Tuttavia, di colpo, appare anacronistico e tragicamente minimalista che essa continui a oscillare tra, da un lato, il ruolo di adattare le società “nazionali” alle leggi del mercato planetario, alla competitività, alla trasformazione antropologica dei cittadini in “spettatori e consumatori” e, dall’altro lato, il ruolo opportunista di limitarsi a gestire o a fomentare demagogicamente le sacche di risentimento sociale, che nascono dalle contraddizioni del presente.
Insomma, a oscillare tra globalismo e sovranismo, tra liberismo e populismo. Due modelli peraltro paradossali di “politica antipolitica”. Due modelli che ci sono stati consegnati dal passaggio tra il XX e il XXI secolo, e che ancora tengono banco, nati dalla logica della semplificazione. Infatti, nell’uno agisce l’appello ad adattarsi alla “realtà”, nell’altro l’appello radicale a rifiutare la “realtà”. In entrambi i casi, si tratta però di una realtà semplificata o banalizzata. Una realtà intesa solo economicisticamente, nel primo caso; una realtà ridotta alla cospirazione di élites contro il popolo, nel secondo caso.
Oggi, la politica riemerge nel momento in cui deve fronteggiare una crisi inedita e in cui deve prendere decisioni difficili, nel contesto dei dilemmi tra salute e lavoro, sorveglianza e appello alla responsabilità, crescita e decrescita. E dopo la vecchia accusa di inchinarsi agli imperativi della finanza globale, ora deve subire l’accusa di medicalizzare la società.
Sono le prove generali del nuovo scenario della politica post-novecentesca, che sta constatando i rischi della semplificazione e che sta imparando a misurarsi con esigenze che apparentemente si oppongono, ma che in verità rinviano a intrecci inestricabili.

La politica della protezione
Inoltre, c’è una novità che conferisce alla politica davvero compiti nuovi e sfide immense, e che la sollecitano a uscire urgentemente dalla palude dell’oscillazione tra liberismo e populismo.

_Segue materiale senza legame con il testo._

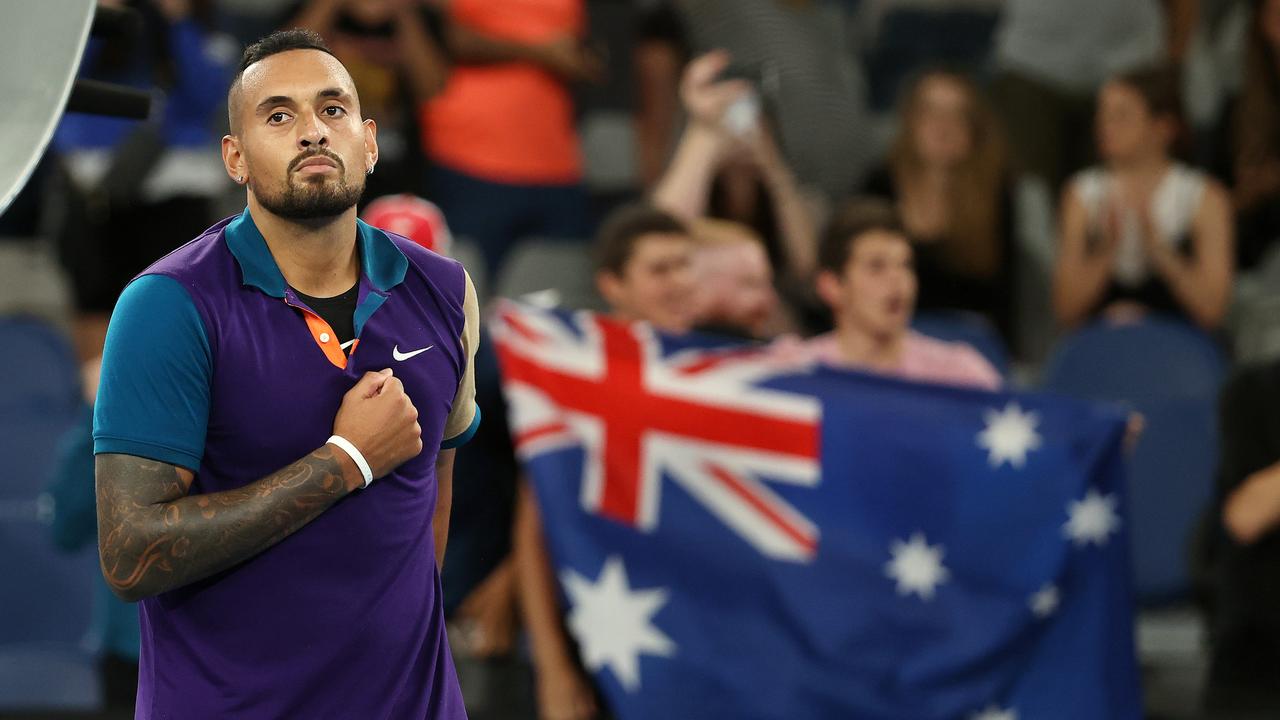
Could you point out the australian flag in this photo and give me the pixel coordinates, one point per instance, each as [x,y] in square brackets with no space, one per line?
[739,534]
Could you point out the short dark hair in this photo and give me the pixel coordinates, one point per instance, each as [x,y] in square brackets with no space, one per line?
[1160,87]
[274,44]
[625,227]
[854,219]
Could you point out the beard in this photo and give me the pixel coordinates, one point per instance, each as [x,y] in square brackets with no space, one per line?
[311,199]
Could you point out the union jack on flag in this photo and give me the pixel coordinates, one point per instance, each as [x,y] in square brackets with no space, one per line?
[970,564]
[641,410]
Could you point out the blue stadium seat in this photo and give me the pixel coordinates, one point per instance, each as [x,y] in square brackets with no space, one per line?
[45,598]
[1171,373]
[965,327]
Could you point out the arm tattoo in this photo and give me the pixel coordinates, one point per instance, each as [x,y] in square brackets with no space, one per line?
[154,537]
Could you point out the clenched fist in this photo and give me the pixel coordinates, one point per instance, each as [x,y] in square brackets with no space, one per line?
[380,420]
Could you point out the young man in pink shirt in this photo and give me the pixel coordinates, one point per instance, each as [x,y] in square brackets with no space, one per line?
[867,277]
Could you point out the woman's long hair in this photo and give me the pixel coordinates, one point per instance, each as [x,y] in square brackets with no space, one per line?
[973,240]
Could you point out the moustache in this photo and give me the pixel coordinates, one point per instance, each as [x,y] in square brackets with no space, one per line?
[310,154]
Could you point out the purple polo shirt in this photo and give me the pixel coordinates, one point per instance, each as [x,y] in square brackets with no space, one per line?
[214,364]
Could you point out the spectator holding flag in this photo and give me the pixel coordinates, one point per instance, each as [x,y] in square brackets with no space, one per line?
[868,279]
[644,259]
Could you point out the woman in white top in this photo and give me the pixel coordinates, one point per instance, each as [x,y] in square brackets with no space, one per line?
[1143,232]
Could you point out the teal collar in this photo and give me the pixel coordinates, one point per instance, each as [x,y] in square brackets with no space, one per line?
[382,263]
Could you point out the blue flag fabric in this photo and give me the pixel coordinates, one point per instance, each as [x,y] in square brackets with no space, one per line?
[942,554]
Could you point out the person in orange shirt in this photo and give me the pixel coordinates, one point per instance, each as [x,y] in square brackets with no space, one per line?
[501,136]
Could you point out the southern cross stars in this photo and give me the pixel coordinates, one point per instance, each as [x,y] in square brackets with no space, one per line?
[917,566]
[1092,519]
[615,623]
[1009,436]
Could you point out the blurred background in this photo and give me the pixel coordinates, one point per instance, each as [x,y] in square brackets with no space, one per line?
[1046,158]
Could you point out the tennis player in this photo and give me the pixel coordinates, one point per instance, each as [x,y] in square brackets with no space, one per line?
[274,429]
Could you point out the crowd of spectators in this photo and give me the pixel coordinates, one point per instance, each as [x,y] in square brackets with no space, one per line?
[767,195]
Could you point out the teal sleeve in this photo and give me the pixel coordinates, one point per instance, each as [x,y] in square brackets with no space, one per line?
[465,436]
[152,397]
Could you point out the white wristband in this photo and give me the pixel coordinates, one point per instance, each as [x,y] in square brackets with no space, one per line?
[355,456]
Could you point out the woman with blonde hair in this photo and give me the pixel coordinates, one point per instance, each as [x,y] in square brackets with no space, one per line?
[946,173]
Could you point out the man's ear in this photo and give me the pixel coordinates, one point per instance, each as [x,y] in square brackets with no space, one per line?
[233,159]
[609,286]
[370,145]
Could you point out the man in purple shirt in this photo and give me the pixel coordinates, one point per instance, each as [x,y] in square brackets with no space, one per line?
[274,429]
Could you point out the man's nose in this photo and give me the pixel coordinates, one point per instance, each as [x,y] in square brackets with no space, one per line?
[311,132]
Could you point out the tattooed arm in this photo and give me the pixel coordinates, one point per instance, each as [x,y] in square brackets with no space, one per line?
[154,537]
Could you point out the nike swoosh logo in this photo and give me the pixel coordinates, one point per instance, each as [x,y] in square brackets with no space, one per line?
[402,356]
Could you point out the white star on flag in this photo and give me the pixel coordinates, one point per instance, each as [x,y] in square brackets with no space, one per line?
[1045,601]
[1092,519]
[993,712]
[1009,436]
[613,623]
[917,566]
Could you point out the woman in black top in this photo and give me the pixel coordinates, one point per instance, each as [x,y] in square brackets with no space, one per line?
[946,173]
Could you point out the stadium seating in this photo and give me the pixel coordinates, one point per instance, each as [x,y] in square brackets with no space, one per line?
[556,272]
[1171,373]
[45,596]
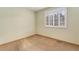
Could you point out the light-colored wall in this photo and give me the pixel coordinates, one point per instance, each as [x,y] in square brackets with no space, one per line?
[16,23]
[70,34]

La deriva potenzialmente catastrofica dei processi globali impone alla politica di proteggerci. Tuttavia, non proteggendo le singole collettività o i singoli Stati, per di più l’uno a svantaggio dell’altro. Ma creando, il più possibile, un sistema di solidarietà globale che protegga il Tutto (umanità e natura terrestri, biosfera e antroposfera) e che si ponga all’altezza del destino comune che sta avviluppando l’umanità planetaria e globalizzata. Proprio perché, come ci ricorda anche Papa Francesco, siamo tutti sulla stessa barca e nessuno si può salvare da solo.
Si tratta di percorrere sentieri non battuti, di conoscere di più questo nostro mondo inedito, facendo progredire la conoscenza complessa e facendo regredire la tentazione semplificatrice. Ma si tratta anche di agire con coraggio, di assumere decisioni, pure unilaterali, che producano uno scarto e un effetto a catena positivo. Per esempio: cosa accadrebbe se il Presidente Macron, che in un tweet recente ha riconosciuto che “il nostro destino è collettivo”, cedesse il posto di membro permanente della Francia nel consiglio di sicurezza dell’ONU a un delegato dell’Unione europea? Nei Parlamenti nazionali di ciascun paese non si potrebbero prevedere dei seggi per i rappresentanti degli organismi internazionali o, perché no, anche della Natura?
La democrazia è un regime “sperimentale”, un’invenzione permanente. Non va dimenticato. Si tratta di riprendere questa sperimentazione, per preservare la democrazia.
La raccomandazione che, un secolo fa, Max Weber faceva al “politico di professione”, di tentare l’impossibile per conseguire il possibile, non solo è ancora valida, ma va considerata come la cosa più “realistica” da fare oggi. La politica dei prossimi decenni sarà una politica umanista se sarà, più che l’arte del possibile, l’arte dell’improbabile, che riesce a cogliere le incrinature nei vincoli attuali. Se la politica è il nostro destino, come si suol dire, il destino della politica allora si legherà al destino comune degli uomini che vivono sul pianeta e alla sfida di abitare la complessità del nostro mondo.